Der Umweltminister gibt sich optimistisch und ist weiter zuversichtlich, die Kiotoziele ohne einen verstärkten Zukauf von Emissionsrechten erreichen zu können. Doch die nicht weniger zweckoptimistischen Wirtschaftsforscher machen ihm einen Strich durch die Klimarechnung: Ab 2016 sehen die KonjunkturexperInnen des Statec wieder eine 3 vor dem Komma der Wachstumsrate der Bruttoinlandsprodukts. Des einen Freud, des anderen Leid? Nicht ganz, denn Wirtschaftswachstum und Klimaschutz müssen ja nicht unbedingt gegeneinander agieren: Hätte Luxemburg seine wirtschaftlichen Boomjahre dazu genutzt, die energiepolitische Wende in die Wege zu leiten, wären wir nicht nur dem Kiotoziel ein Stück näher, wir könnten auch eine gewisses Maß an nachhaltigem Wachstum verkraften, ohne damit gleich wieder die CO2-Werte in die Höhe zu treiben.

„Wirtschaftswachstum und Klimaschutz müssen ja nicht unbedingt gegeneinander agieren.“

Kohärent wäre also gewesen, die Erneuerung der rückständigen Verkehrs- und Energieinfrastruktur mit den Überschüssen aus der ersten Hälfte des letzten Jahrzehnts zu finanzieren. Jetzt fehlen diese Gelder dem Ministerien, die sich der nachhaltigen Entwicklung verschrieben haben. Schlimmer noch: Auch der Finanzminister kann sich über das Krisenende – wenn es denn wie vorausgesagt eintritt – nur bedingt freuen. Denn das Haushaltsdefizit wird nicht zurückgehen, u. a. deshalb, weil einige der Nischeneinküfte in Zukunft ausbleiben werden und der Nachholbedarf bei den Investitionen enorm ist. Und auch an der Front der Arbeitslosen wird kaum Ruhe einkehren: Bis 2014 soll die Arbeitslosenrate auf 9 Prozent anwachsen und danach nur leicht abnehmen – und das auch nur, weil sich immer mehr Langzeitarbeitslose erst gar nicht mehr bei der Adem als arbeitssuchend eintragen.

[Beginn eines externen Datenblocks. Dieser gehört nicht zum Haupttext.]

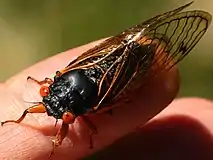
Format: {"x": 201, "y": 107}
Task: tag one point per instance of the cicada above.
{"x": 103, "y": 75}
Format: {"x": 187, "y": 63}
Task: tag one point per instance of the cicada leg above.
{"x": 38, "y": 108}
{"x": 45, "y": 81}
{"x": 92, "y": 129}
{"x": 62, "y": 133}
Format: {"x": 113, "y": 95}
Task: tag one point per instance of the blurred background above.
{"x": 31, "y": 30}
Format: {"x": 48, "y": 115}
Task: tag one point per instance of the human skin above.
{"x": 183, "y": 130}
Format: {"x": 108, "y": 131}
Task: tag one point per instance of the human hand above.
{"x": 29, "y": 139}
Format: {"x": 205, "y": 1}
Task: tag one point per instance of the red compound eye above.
{"x": 44, "y": 91}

Kein Wunder also, dass der Wirtschaftsminister nicht müde wird, das von früher bekannte Wirtschaftswachstums-Modell im Bereich der „Vierprozentmarke“ zu propagieren, und dabei keine Gelegenheit auslässt, sich über umständliche Naturschutzgesetze zu ereifern. Die Idee, dass nachhaltige Entwicklung und Politikkohärenz eine Aufgabe der Gesamtregierung sind, scheint aus dem Glasturm des Nachhaltigkeitsministeriums auf Kirchberg noch nicht herausgekommen zu sein.